Chapter 1: An Introduction to Streaming Data
Streaming analytics is one of the new hot topics in data science. It proposes an alternative framework to the more standard batch processing, in which we are no longer dealing with datasets on a fixed time of treatment, but rather we are handling every individual data point directly upon reception.
This new paradigm has important consequences for data engineering, as it requires much more robust and, particularly, much faster data ingestion pipelines. It also imposes a big change in data analytics and machine learning.
Until recently, machine learning and data analytics methods and algorithms were mainly designed to work on entire datasets. Now that streaming has become a hot topic, it becomes more and more common to see use cases in which entire datasets just do not exist anymore. When a continuous stream of data is being ingested into a data storage source, there is no natural moment to relaunch an analytics batch job.
Streaming analytics and streaming machine learning models are models that are designed to work specifically with streaming data sources.
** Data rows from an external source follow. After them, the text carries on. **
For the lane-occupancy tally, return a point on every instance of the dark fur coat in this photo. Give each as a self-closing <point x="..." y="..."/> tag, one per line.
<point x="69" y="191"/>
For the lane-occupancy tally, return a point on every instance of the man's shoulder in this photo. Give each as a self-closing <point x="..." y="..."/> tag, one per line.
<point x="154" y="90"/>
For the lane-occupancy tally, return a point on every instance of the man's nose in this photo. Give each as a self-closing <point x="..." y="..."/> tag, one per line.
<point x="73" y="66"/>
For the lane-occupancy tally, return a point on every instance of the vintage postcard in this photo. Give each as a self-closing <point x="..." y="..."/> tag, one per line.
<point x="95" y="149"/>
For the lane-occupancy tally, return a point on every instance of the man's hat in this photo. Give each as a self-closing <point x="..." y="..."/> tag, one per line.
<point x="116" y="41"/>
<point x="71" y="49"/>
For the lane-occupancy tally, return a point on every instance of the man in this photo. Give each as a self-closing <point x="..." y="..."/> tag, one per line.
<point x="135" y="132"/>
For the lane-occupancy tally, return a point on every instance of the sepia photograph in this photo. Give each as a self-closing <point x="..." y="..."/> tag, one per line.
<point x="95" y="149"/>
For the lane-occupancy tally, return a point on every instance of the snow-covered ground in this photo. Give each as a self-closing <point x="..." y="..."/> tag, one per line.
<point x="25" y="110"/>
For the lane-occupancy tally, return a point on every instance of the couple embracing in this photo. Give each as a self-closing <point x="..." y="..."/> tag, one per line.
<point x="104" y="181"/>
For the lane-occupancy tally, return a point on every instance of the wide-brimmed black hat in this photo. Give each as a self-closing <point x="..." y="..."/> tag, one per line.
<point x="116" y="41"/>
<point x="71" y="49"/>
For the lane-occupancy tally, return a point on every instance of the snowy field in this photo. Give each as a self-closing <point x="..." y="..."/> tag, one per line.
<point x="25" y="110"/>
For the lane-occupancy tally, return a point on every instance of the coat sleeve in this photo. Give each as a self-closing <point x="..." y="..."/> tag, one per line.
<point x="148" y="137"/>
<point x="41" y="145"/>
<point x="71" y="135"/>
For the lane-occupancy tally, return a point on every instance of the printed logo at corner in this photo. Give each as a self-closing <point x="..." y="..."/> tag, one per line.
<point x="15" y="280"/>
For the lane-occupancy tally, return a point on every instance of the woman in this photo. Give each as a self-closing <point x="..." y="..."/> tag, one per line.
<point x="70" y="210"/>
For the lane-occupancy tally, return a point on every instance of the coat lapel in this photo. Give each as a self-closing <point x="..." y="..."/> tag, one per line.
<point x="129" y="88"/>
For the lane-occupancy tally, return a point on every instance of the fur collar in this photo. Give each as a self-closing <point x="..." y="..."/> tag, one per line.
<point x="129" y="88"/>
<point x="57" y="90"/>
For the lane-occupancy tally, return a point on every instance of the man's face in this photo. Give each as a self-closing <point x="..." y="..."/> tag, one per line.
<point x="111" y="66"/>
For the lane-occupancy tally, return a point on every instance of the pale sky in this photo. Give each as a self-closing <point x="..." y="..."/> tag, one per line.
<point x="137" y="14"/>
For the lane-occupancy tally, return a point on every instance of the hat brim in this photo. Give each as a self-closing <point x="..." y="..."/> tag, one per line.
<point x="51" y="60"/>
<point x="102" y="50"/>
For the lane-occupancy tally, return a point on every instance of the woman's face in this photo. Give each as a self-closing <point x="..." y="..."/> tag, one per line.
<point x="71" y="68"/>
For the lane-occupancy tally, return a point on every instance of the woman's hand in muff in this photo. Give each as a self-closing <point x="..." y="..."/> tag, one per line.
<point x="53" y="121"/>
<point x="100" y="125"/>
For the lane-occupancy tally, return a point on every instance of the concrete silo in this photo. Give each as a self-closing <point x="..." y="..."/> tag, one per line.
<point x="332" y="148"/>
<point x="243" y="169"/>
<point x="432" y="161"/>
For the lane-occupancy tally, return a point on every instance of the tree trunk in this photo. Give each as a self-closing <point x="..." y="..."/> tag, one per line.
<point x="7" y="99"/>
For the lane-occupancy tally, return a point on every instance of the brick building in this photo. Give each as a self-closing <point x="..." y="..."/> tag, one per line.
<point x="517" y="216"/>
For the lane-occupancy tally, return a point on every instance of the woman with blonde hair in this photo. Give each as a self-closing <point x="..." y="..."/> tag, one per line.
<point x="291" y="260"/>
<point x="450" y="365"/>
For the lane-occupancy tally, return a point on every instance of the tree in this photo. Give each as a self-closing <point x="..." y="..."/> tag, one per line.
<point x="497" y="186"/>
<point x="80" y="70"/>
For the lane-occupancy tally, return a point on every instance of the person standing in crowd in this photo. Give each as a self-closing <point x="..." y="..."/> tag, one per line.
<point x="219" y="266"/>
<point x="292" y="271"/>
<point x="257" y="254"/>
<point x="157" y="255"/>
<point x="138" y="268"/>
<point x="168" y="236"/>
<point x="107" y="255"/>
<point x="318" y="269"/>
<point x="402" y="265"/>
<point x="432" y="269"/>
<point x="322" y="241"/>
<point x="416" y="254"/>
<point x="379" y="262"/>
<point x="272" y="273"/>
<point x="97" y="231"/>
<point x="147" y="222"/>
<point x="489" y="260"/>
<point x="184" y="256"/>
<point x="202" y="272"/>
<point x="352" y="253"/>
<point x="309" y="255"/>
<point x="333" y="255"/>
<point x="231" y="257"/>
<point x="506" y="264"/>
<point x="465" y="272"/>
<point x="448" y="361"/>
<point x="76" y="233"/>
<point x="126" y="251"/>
A part of the solution, for example, is in the updating. Streaming analytics and machine learning need to update all the time as new data is being received. When updating, you may also want to forget the much older data.
This and other problems that are introduced by moving from batch analytics to streaming analytics need a different approach to analytics and machine learning. This book will lay out the basis for getting you started with data analytics and machine learning on data that is received as a continuous stream.
In this first chapter, you'll get a more solid understanding of the differences between streaming and batch data. You'll see some example use cases that showcase the importance of working with streaming rather than converting back into batch. You'll also start working with a first Python example to get a feel for the type of work that you'll be doing throughout this book.
In later chapters, you'll see some more background notions on architecture and, then, you'll go into a number of data science and analytics use cases and how they can be adapted to the new streaming paradigm.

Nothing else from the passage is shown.